Re: Shrinking a device - performance?

From: Duncan <1i5t5.duncan@cox.net>
To: linux-btrfs@vger.kernel.org
Subject: Re: Shrinking a device - performance?
Date: Fri, 31 Mar 2017 05:26:39 +0000 (UTC)	[thread overview]
Message-ID: <pan$5c23$ddaeadec$128532fd$8595ddc4@cox.net> (raw)
In-Reply-To: CAP8EXU2ufgLWL+kgKtaLjqHDBGV1OB8GWy+efCJf4Knb0DaEPQ@mail.gmail.com

GWB posted on Thu, 30 Mar 2017 20:00:22 -0500 as excerpted:

> CentOS, Redhat, and Oracle seem to take the position that very large
> data subvolumes using btrfs should work fine.  But I would be curious
> what the rest of the list thinks about 20 TiB in one volume/subvolume.

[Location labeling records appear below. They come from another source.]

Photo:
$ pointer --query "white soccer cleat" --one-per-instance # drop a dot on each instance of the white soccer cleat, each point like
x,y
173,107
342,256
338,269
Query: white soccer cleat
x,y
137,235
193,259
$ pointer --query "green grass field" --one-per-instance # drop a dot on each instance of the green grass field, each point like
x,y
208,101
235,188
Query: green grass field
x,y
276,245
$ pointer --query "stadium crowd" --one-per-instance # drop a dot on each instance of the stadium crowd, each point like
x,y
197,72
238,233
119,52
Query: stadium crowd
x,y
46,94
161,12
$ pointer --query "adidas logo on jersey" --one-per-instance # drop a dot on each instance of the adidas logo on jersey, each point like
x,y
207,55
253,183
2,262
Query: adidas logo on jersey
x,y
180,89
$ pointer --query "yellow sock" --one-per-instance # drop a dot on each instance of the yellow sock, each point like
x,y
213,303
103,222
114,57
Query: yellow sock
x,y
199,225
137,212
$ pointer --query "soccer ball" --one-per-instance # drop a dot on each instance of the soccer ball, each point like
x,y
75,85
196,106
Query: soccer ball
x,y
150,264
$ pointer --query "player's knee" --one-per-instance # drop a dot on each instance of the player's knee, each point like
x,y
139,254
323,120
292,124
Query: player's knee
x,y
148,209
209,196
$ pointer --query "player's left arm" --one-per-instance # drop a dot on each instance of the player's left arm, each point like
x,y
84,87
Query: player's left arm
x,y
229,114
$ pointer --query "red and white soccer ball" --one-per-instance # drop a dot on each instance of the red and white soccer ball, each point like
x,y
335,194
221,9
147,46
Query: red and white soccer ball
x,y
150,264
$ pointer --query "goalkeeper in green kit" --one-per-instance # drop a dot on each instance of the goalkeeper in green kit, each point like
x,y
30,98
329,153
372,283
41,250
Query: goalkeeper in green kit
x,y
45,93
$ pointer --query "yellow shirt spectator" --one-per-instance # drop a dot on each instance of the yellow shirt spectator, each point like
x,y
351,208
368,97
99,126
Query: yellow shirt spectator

To be sure I'm a biased voice here, as I have multiple independent btrfs 
on multiple partitions here, with no btrfs over 100 GiB in size, and 
that's on ssd so maintenance commands normally return in minutes or even 
seconds, not the hours to days or even weeks it takes on multi-TB btrfs 
on spinning rust.  But FWIW...

IMO there are two rules favoring multiple relatively smaller btrfs over 
single far larger btrfs:

1) Don't put all your data eggs in one basket, especially when that 
basket isn't yet entirely stable and mature.

A mantra commonly repeated on this list is that btrfs is still 
stabilizing, not fully stable and mature, the result being that keeping 
backups of any data you value more than the time/cost/hassle-factor of 
the backup, and being practically prepared to use them, is even *MORE* 
important than it is on fully mature and stable filesystems.  If 
potential users aren't prepared to do that, flat answer, they should be 
looking at other filesystems, tho in reality, that rule applies to stable 
and mature filesystems too, and any good sysadmin understands that not 
having a backup is in reality defining the data in question as worth less 
than the cost of that backup, regardless of any protests to the contrary.

Based on that and the fact that if this less than 100% stable and mature 
filesystem fails, all those subvolumes and snapshots you painstakingly 
created aren't going to matter, it's all up in smoke, it just makes sense 
to subdivide that data roughly along functional lines and split it up 
into multiple independent btrfs, so that if a filesystem fails, it'll 
take only a fraction of the total data with it, and restoring/repairing/
rebuilding will hopefully only have to be done on a small fraction of 
that data.

Which brings us to rule #2:

2) Don't make your filesystems so large that any maintenance on them, 
including both filesystem maintenance like btrfs balance/scrub/check/
whatever, and normal backup and restore operations, takes impractically 
long, where "impractically" can be reasonably defined as so long it 
discourages you from doing them in the first place and/or so long that 
it's going to cause unwarranted downtime.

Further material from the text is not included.